In an almost metaphorical way, the title track ‘Big Balloon’ creates a sense of joy and full on enjoyment similar to what a young child may feel when finding a balloon to play with for the first time. However soon after this, rock influenced guitar riffs and extremely catchy vocal hooks combine together, giving you the sense that with this album you may need to expect the unexpected.
Moving onto Track 2 ‘Baskin’, a similar rocky feel is created but the lyrics are nowhere near as catchy and to be honest, the way they sit in the mix certainly gives the impression of the instruments being the star of the track. This style of mix can also be heard in Track 3 ‘Combo Box,’ however, the lyrics are slightly more centre stage this time and keep you guessing as to what will come next. Equally, the same can be said for the accompanying music which jumps between the previous styles but with the introduction of at least two others and going into Track 4, ‘Same Plane Dream,’ you realise you have two options: continue listening to a musical version of organised chaos or switch off.
Being musically open, I chose the former and actually, once you adjust to the fact there will be a plethora of surprises to catch you out, the musical chaos begins to make sense. Unexpectly, this mental change makes you realise that what Dutch Uncles are doing is actually really clever. This is especially the case in the opening of the track as there isn’t a clear beat due to heavily syncopated synth bass riffs which only disappear to make way for a highly unexpected chorus in 4/4. It’s a true highlight.

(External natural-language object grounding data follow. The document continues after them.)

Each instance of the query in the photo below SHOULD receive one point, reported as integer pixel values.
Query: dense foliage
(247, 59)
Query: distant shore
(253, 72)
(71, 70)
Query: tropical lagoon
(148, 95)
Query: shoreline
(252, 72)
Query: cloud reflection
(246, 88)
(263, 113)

Reaching the halfway point, Track 5 ‘Achameleon’ yet again shows how diverse Dutch Uncles’ influences are. The introduction this time isn’t a rock inspired one, but one with a slightly jazzy feel. This atmosphere – created by the piano chord riff – gives you the impression that the track may not be as full on as everything before it, and in another surprise, this is exactly the case. Featuring only a piano, a cello and a solo vocal line, the track is very sparse and it is only when an unexpected pizzicato violin melody is combined with scat inspired vocals that you realise it is from the same artist.
Moving into the second half of the album, Track 6 ‘Hiccup’ features similar ideas to the previous tracks, such as funk style guitar riffs and the use of heavy syncopation but the style influences are even wider. I actually lost count of how many there were and while I may have been close to getting auditory indigestion, it is a great track. Following this Dutch Uncles we hear Track 7 ‘Streetlight’, which introduces us to minimalism. The use of this influence in the opening – which is highly reminiscent of Steve Reich’s New York Counterpoint – is brilliantly effective and the use of cross-panned repeating ideas help to conjure up the image of busy roads.

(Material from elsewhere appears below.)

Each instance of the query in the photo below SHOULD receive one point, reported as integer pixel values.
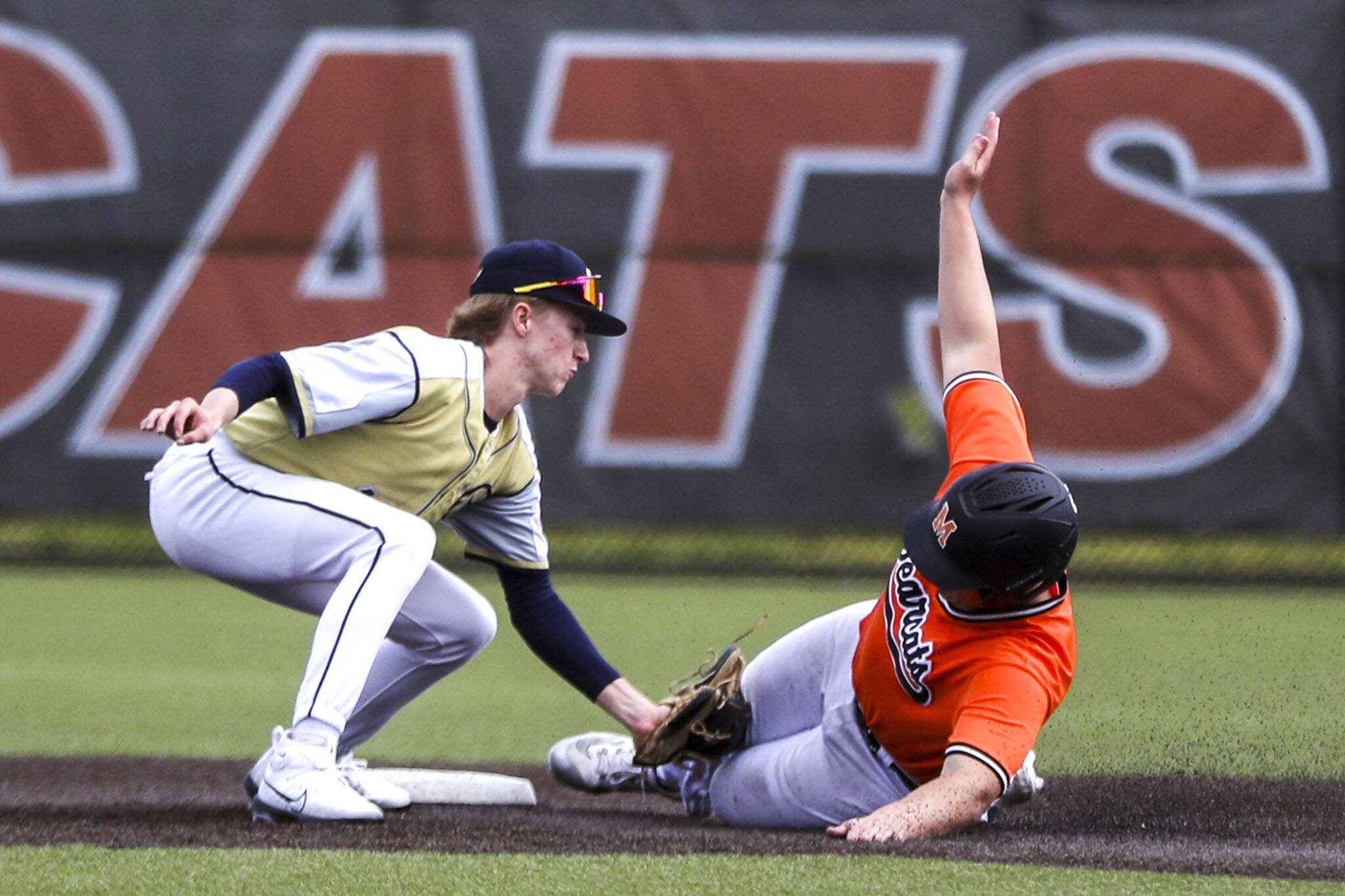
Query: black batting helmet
(1005, 528)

Unfortunately, the same can not be said as we get into the final few tracks with Track 8 ‘Oh Yeah’ or Track 9 ‘Sink’ seeming to not really add anything to the album and be rather forgettable. Thankfully, the final track ‘Overton’ sees a return of all the best bits from the tracks that precede it making you realise that while the ‘Big Balloon’ may deflate at times, at others, it is crammed full of musical energy, ready to burst.